- Born: Duane Pelt Chicago, Illinois, United States
- Genres: House, Chicago house
- Occupations: DJ, producer
- Instruments: Drum machine Synthesizer Electronic keyboard Sequencer
- Years active: 1987–present

= Sterling Void =

American house musician (born 1964)

Sterling Void (born 1964) is an American house musician.

==Biography==
Void was an early innovator in the Chicago house music scene. He is mostly known for his song with Paris Brightledge called "It's All Right" released in 1987 on D.J. International Records. In 1988, he released another successful track called "Runaway Girl".

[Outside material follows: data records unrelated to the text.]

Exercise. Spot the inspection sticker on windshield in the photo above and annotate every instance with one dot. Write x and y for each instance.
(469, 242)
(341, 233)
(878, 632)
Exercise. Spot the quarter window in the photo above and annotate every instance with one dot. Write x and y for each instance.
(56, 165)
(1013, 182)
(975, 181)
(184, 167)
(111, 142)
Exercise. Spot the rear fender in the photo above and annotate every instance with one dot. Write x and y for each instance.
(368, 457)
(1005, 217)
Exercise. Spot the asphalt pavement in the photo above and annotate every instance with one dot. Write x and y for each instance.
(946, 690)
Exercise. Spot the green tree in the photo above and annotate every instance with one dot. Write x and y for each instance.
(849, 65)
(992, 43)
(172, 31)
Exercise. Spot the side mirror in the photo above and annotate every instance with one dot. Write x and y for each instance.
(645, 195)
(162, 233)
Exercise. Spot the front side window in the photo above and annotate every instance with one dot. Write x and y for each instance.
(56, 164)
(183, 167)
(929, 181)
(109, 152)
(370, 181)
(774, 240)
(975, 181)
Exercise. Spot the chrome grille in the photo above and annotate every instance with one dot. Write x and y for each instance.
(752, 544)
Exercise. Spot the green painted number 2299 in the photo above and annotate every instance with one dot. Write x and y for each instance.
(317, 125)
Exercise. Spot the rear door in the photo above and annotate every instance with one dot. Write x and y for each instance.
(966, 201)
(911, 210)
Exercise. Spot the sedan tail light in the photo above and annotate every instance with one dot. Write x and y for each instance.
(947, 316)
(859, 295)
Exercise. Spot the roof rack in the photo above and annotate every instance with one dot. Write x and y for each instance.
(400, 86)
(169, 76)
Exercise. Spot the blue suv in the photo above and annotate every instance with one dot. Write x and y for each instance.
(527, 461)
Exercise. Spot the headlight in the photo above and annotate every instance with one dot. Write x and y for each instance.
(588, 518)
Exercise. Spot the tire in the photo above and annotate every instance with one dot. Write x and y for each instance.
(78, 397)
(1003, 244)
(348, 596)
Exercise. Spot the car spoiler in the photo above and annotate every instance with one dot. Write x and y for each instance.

In 1988, "It's All Right" gained greater exposure when it was covered by Pet Shop Boys on its Introspective album and released as a single. Sterling Void himself was tapped to do a remix of this production. Furthermore, the Pet Shop Boys version led to the original version by Sterling Void being re-issued, and it eventually reached number 53 in the UK singles chart.

In the 2010s, Sterling Void released new records. In 2012, he released a track featuring Questions called "Vibes" on Edit Records. The same year he produced a song called "Rise" with Layla on the vocals, and another track with Trevor Mako called "Hold On". In 2013, he released the song "Tell Me" with the vocalist Jérome.